In sostanza, apparve legato a Cadorna e omogeneo alla sua impostazione autoritaria della guerra, ma non incapace di muoversi in autonomia nell’ambiente romano. La sua funzione restò comunque quella di collegamento tra comando supremo e governo, con impegno orientato alla mobilitazione interna secondo i dettami e le richieste del ‘generalissimo’. Ebbe dunque un ruolo minore, mentre lo sforzo economico era governato da un’altra figura di militare, influente ed autorevole come quella del generale Alfredo Dallolio. Morrone sposò senza riserve l’atteggiamento sospettoso di Cadorna nei confronti del ‘fronte interno’ ed emanò provvedimenti e circolari che ricalcavano le preoccupazioni e le accuse del comando supremo nei confronti del ‘disfattismo’ e delle posizioni non rigidamente allineate ai doveri della guerra. Condivise pertanto la visione della superiorità dell’impegno militare che era propria di Cadorna, da cui fu trattato con benevolenza, anche se nei momenti di maggiore pressione il generale sottolineò la debolezza del suo approccio nei confronti del governo.

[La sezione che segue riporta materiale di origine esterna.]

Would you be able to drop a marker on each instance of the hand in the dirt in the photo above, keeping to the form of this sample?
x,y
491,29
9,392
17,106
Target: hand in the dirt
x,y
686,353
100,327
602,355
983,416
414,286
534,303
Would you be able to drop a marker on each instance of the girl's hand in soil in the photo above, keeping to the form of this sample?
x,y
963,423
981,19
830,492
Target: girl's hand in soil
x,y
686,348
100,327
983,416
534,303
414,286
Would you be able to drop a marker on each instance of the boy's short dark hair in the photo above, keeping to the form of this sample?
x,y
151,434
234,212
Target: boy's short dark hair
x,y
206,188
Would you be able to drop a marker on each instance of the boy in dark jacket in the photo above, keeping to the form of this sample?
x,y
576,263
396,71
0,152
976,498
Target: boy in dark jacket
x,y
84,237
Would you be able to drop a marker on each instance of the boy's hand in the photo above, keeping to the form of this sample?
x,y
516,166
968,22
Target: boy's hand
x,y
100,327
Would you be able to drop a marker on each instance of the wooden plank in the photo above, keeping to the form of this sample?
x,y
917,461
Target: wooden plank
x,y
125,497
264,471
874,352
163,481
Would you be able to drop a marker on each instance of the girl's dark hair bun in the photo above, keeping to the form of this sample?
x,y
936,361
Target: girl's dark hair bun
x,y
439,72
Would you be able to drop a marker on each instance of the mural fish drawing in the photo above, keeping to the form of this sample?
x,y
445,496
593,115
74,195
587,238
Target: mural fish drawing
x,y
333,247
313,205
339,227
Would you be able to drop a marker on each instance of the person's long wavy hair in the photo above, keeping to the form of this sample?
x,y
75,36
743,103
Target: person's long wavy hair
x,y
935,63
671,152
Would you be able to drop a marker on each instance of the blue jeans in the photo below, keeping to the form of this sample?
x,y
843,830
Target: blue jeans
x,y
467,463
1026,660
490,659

Morrone conservò il dicastero della Guerra anche nel governo Boselli fino al giugno 1917. La sua uscita coincise col tentativo delle correnti interventiste, guidate da Leonida Bissolati, di indurre alle dimissioni il ministro degli Interni Vittorio Emanuele Orlando. Insieme a Morrone si ritirò invece dal governo il ministro della Marina, ammiraglio Camillo Corsi. Essi furono sostituiti rispettivamente dal generale Gaetano Giardino, molto legato a Cadorna, al ministero della Guerra e dal viceammiraglio Arturo Triangi a quello della Marina.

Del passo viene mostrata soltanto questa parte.